Pork Barrel Politics is an example from the other end of the spectrum – if a politician doesn’t care one way or another about an issue, their vote is effectively up for sale. Bills can therefore be passed by including within them provisions that sufficiently benefit individual politicians. The cost here is usually borne by the state, again making it a less than ideal situation.

If pork barrel arrangements are able to be banned, this still doesn’t remove the problem, as tyranny of the majority often manifests itself in these kinds of situations, where a large number of people have a very mild preference that is in opposition to a minority’s strong preference. Even using a method such as Score Voting, it costs politicians nothing to vote in line with their mild preference, and without any pork to benefit from there is no reason for them to reduce the power of their vote. This results in them outvoting the minority despite their virtual indifference.

Because voting on issues is a fundamental part of a politician’s job, we can allow for a system of procedural voting that is significantly more complex and nuanced than what we could reasonably expect the electorate to deal with. The effort of understanding the nuances of a system is not really worthwhile if you are only using it once every couple of years, but if you are using it daily, the effort pays off. If we therefore allow ourselves to consider systems that have more complexity, what can we accomplish?

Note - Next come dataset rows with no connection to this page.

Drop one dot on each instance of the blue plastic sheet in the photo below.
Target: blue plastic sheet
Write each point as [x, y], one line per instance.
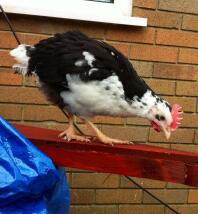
[29, 182]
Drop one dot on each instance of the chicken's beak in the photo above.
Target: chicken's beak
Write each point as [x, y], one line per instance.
[167, 132]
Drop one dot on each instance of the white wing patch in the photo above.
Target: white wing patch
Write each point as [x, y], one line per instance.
[79, 63]
[89, 58]
[92, 70]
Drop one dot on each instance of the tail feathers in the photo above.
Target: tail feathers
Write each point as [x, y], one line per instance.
[22, 56]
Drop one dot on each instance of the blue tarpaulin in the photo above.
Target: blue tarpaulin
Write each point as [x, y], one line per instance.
[29, 182]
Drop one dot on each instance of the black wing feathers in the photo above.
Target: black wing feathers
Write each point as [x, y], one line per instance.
[55, 57]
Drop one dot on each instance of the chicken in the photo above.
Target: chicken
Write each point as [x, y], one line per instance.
[86, 77]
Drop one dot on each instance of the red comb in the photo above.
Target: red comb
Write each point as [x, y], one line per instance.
[176, 115]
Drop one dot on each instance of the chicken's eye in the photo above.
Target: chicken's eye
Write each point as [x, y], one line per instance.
[159, 117]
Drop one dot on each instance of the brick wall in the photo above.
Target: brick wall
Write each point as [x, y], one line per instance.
[165, 54]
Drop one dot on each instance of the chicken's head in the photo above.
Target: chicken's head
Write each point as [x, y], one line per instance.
[165, 118]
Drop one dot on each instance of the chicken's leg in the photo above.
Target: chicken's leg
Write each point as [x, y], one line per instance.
[70, 134]
[103, 138]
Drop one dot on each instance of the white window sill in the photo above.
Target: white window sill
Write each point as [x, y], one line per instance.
[91, 15]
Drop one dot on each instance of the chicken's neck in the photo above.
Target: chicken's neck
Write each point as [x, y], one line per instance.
[142, 105]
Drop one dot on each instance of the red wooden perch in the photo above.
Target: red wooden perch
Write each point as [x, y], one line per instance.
[133, 160]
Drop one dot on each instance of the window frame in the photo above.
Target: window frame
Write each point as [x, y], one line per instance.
[118, 12]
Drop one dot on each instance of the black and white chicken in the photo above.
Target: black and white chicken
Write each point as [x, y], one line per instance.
[86, 77]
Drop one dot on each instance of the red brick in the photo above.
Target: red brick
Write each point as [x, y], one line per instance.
[188, 104]
[186, 6]
[5, 59]
[187, 88]
[93, 209]
[8, 40]
[43, 113]
[141, 209]
[193, 197]
[168, 196]
[190, 22]
[126, 133]
[196, 136]
[188, 55]
[128, 34]
[118, 196]
[145, 3]
[21, 95]
[154, 53]
[146, 183]
[94, 180]
[144, 69]
[7, 77]
[82, 196]
[183, 209]
[11, 112]
[165, 87]
[172, 71]
[178, 38]
[177, 186]
[159, 18]
[179, 136]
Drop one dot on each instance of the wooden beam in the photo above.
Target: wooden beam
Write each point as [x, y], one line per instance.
[137, 160]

Some people may have read my previous 3 posts, and been wondering why I haven’t mentioned Quadratic Voting yet. In a modern democracy, voting is open to almost everyone in society, so the systems used need to be accessible not just to the average person, but to the vast majority of people. Every additional complication that is added will lose a certain proportion of people, and this contributes to sentiments that a system might be undemocratic (another advantage that approval voting has over ranked methods). Perhaps in some halcyon future, the majority of people will have the time and energy to get comfortable with the nuances of Quadratic Voting, but for now I am not proposing it as a panacea. I am raising it only as a solution to the specific problem of procedural voting, in which the people involved have the resources and incentives to become adequately familiar with it.

Quadratic Voting

The two examples of system loopholes above have something in common – there is a price to be paid for not allowing a sufficient gamut of opinion.

One way to better capture this range of strengths of opinion could be to allow people to forgo their right to vote on one issue in exchange for being able to “vote twice” on another issue. This quite simplistic approach goes too far though – it now makes it too easy for highly motivated minorities to push through legislation. Rather than voting on other important items, politicians could be “free-riders”, relying on other politicians to pass things while saving up their votes to ram through something unpopular.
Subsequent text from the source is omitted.